Heliconius butterflies show a continuum of geographic divergence and speciation; they are unpalatable and exhibit inter and intraspecific diversification of colour and patterns. Bates classic paper (Bates, 1862), reflecting observations during his stay in the Amazon, showed a geographical pattern for the different colour forms: similar between species within any one area of the Amazon basin, but the mimetic colour patterns themselves changed every 100-200 miles. Beside this geographic divergence, closely related species within an area often belonged to mimicry rings (groups of unpalatable species, together with some palatable species, that have converged on the same warning colour pattern) (Mallet and Gilbert, 1995). Bates system has all the intermediate stages between local varieties, geographic races, and sympatric species that make it an excellent biological model to study selection at the species boundary.
Co-mimetic species such as H. erato (top) and H. melpomene (bottom) have frequently evolved a diversity of geographic races or sub-species. The two species look identical in any one locality but their patterns change in concert across their geographic range; Localities left to right: Zamora, Ecuador; Puyo, Ecuador; Tarapoto, Peru; Guayaquil, Ecuador; Yurimaguas, Peru. James Mallet
Multiple forms of selection are acting in the divergence of Heliconius species, a good example being the sister species H. cydno and H. melpomene. They are broadly sympatric, from Central America to Andean South America, but they differ in habitat, host plant use and mimicry (Mallet et al., 1998). In mimicry, although both species are unpalatable and warningly coloured, they belong to two different mimetic rings, H. cydno is typically black with yellow and white and usually mimics species from the group sapho/eleuchia, that inhabit deep forest interiors. H. melpomene is black with red and yellow and is a mimic of H. erato, which inhabits open areas. The two species occasionally hybridise and backcross in nature. Hybrid females are sterile, but males are fertile. The few hybrids produced are expected to have low fitness because they are non- mimetic (Naisbit et al., 2002).

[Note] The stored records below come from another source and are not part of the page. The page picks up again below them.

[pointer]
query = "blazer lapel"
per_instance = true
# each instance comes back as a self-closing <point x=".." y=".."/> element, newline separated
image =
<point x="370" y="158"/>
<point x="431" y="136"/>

Recent work shows that a shift in colour pattern mimicry was crucial in generating pre-mating isolation between those two species (Jiggins et al., 2001b). To test whether males use mimetic colour pattern as a cue in choosing mates, the response of males to moving model made with either natural wings or coloured paper was investigated. H. melpomene males approached H. cydno colour patterns about half as frequently as those of their own type. Similarly, H. cydno males were a third as likely to court a H. melpomene pattern as their own type. The results suggested that colour is important for choosing mates and that assortative mating is greater in sympatry. Assortative mating reduces hybrid mating and the few hybrids produced are poorly adapted because they are non-mimetic. Thus, the mimetic shift can cause both pre-mating and post-mating isolation (Jiggins et al., 2001b). This study is a clear example of speciation facilitated by ecological adaptation.
Bates, H. W. 1862. Contributions to an insect fauna of the Amazon Valley. Lepidoptera: Heliconidae. Trans. Linn. Soc. Lond. 23:495-566.
Jiggins CD, Naisbit RE, Coe RL, Mallet J. 2001. Reproductive isolation caused by colour pattern mimicry. Nature 411, 302-305.
Mallet, J. & M. Joron. 1999. Evolution of diversity in warning color and mimicry: polymorphisms, shifting balance, and speciation. Annual Review of Ecology and Systematics 30: 201-233.
Mallet J, McMillan WO, Jiggins CD. 1998. Mimicry and warning colour at the boundary between races and species. In: Endless Forms: Species and Speciation (eds. Howard DJ, Berlocher SH), pp. 390-403. Oxford University Press, New York.
Mallet J, Gilbert LE. 1995. Why are there so many mimicry rings? Correlations between habitat, behaviour and mimicry in Heliconius butterflies. Biological Journal of the Linnean Society 55, 159-180.
Naisbit RE, Jiggins CD, Linares M, Salazar C, Mallet J. 2002. Hybrid sterility, Haldane’s rule and speciation in Heliconius cydno and H. melpomene. Genetics 161, 1517-1526.